There are five assignments in the course.


The final problem that we need to address is making sure the question answering task will have element of continuity between subsequent question to be similar to actual natural conversation. 

The problem can be visible when we ask a follow up question refering implicitely to the previous one.

In [93]:
question = "What are their topics?"
result = qa_chain({"query": question})
print(result["result"])

The topics of the previous offerings include Transformers and Pretraining, Question Answering, and Natural Language Generation.

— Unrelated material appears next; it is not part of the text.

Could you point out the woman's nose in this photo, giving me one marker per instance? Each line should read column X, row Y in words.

As we can see in the follow up question the LLM lost the context of the course assignments mentioned in previous question. And that is quite obvious as LLMs are not equiped with dialogue memory. 

To make the Q&A more natural we will use `ConversationBufferMemory` conversation memory mechanism provided by LangChain. We will also use more complex `ConversationalRetrievalChain` - instead of the original `RetrievalQA` - chain in order to handle the conversation history and feeding it to the LLM with queries.

In [105]:
from langchain.memory import ConversationBufferMemory
memory = ConversationBufferMemory(
    memory_key="chat_history",
    return_messages=True
)

In [106]:
from langchain.prompts import PromptTemplate

template = """Use this context to answer the question. Use up to four sentences. Keep the answer concise. Say you don't know if you don't know the answer.
{context}
Question: {question}
Helpful Answer:"""
QA_CHAIN_PROMPT = PromptTemplate(input_variables=["context", "question"],template=template,)


In [107]:
from langchain.chains import ConversationalRetrievalChain
qa_chain_memory = ConversationalRetrievalChain.from_llm(
    llm,
    retriever=chroma_db.as_retriever(),
    memory=memory,
    combine_docs_chain_kwargs={"prompt": QA_CHAIN_PROMPT}
)

In [108]:
question = "How many assignments are there in the course?"
result = qa_chain_memory({"question": question})
print(result['answer'])

There are five assignments in the course.


In [109]:
question = "What are their topics? List them as numbered list."
result = qa_chain_memory({"question": question})
print(result['answer'])

1. Introduction to word vectors
2. Derivatives and implementation of word2vec algorithm
3. Dependency parsing and neural network foundations
4. Neural Machine Translation with sequence-to-sequence, attention, and subwords
5. Self-supervised learning and fine-tuning with Transformers


In [110]:
question = "What is the third one?"
result = qa_chain_memory({"question": question})
print(result['answer'])

The topic of the third assignment is Dependency parsing and neural network foundations.


Now - after adding the conversation memory buffer - we can see the follow up question does not loose the context of previous answers and give more details on it keeping the conversation continuit intact.

Our RAG text data files Q&A chat is now fully functional and works quite well.